Paige and his colleagues provided the first detailed models of the surface and near-surface temperatures of Mercury’s north polar regions that utilize the actual topography of Mercury’s surface measured by the MLA. The measurements “show that the spatial distribution of regions of high radar backscatter is well matched by the predicted distribution of thermally stable water ice,” he writes.

According to Paige, the dark material is likely a mix of complex organic compounds delivered to Mercury by the impacts of comets and volatile-rich asteroids, the same objects that likely delivered water to the innermost planet.The organic material may have been darkened further by exposure to the harsh radiation at Mercury’s surface, even in permanently shadowed areas.

This dark insulating material is a new wrinkle to the story, says Sean Solomon of the Columbia University’s Lamont-Doherty Earth Observatory, principal investigator of the MESSENGER mission. “For more than 20 years the jury has been deliberating on whether the planet closest to the Sun hosts abundant water ice in its permanently shadowed polar regions. MESSENGER has now supplied a unanimous affirmative verdict.”

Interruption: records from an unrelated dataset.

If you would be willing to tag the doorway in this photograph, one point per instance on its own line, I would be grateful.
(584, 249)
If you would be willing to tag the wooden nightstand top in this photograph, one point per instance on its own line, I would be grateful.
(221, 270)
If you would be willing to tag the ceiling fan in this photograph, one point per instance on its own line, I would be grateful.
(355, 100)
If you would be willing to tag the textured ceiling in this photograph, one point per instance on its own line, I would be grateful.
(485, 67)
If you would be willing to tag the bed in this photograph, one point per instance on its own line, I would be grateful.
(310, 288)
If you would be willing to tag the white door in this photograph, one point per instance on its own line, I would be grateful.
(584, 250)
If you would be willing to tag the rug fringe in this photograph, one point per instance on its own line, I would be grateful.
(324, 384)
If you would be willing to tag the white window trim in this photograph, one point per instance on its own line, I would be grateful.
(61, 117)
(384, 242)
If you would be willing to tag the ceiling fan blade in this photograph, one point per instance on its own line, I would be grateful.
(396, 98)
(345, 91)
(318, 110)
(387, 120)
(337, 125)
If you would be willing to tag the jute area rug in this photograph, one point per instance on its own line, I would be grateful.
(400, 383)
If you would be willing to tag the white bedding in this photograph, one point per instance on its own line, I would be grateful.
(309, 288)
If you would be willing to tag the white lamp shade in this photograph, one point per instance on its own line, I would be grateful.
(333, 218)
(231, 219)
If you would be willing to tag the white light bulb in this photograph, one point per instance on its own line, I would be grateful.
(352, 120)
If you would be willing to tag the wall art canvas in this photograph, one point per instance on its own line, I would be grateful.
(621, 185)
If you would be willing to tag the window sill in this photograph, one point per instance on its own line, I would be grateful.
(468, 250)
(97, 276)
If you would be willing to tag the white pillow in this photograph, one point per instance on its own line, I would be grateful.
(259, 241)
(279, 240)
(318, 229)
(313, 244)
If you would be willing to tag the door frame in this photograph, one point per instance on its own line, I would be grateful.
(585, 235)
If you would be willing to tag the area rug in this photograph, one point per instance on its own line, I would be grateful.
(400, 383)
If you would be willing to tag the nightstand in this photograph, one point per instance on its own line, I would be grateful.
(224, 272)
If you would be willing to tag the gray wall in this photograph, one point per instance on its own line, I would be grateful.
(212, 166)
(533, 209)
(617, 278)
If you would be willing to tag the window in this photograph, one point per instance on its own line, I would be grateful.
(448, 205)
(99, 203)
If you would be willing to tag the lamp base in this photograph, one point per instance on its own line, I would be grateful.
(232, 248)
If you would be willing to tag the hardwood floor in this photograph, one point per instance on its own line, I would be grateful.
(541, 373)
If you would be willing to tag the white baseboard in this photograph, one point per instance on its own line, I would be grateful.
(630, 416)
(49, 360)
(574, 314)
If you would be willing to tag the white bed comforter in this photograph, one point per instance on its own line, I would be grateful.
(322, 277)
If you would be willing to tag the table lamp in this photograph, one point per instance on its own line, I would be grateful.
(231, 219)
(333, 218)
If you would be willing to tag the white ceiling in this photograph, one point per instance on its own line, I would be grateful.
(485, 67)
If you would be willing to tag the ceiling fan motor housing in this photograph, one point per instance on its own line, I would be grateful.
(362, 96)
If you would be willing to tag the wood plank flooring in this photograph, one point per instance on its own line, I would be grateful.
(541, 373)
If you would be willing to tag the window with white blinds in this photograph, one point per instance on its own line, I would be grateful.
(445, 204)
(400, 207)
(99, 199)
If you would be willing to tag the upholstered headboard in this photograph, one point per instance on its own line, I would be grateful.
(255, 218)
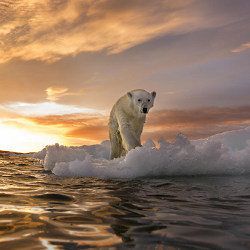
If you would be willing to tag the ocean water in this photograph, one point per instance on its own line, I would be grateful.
(180, 195)
(39, 210)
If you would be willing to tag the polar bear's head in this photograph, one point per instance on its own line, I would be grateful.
(142, 100)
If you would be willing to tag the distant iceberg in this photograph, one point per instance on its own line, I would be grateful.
(227, 153)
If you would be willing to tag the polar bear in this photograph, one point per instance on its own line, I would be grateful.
(126, 121)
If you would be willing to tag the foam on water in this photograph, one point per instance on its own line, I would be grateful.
(223, 154)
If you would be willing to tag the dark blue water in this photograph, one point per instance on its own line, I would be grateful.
(39, 210)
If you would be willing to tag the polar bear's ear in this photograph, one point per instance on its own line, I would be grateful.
(153, 94)
(130, 95)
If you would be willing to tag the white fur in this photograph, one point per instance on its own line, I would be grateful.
(126, 121)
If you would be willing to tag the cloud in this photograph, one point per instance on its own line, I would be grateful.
(194, 123)
(56, 92)
(47, 30)
(44, 108)
(241, 48)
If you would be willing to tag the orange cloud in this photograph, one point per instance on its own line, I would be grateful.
(55, 92)
(194, 123)
(243, 47)
(47, 30)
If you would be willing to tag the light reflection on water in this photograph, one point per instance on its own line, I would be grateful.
(39, 210)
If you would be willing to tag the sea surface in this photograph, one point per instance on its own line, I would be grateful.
(39, 210)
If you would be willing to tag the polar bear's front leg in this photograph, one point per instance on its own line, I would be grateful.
(129, 139)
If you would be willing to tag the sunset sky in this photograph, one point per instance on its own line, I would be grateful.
(64, 63)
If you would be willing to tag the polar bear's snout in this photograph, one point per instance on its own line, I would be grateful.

“But the new observations have also raised new questions,” adds Solomon. “Do the dark materials in the polar deposits consist mostly of organic compounds? What kind of chemical reactions has that material experienced? Are there any regions on or within Mercury that might have both liquid water and organic compounds? Only with the continued exploration of Mercury can we hope to make progress on these new questions.”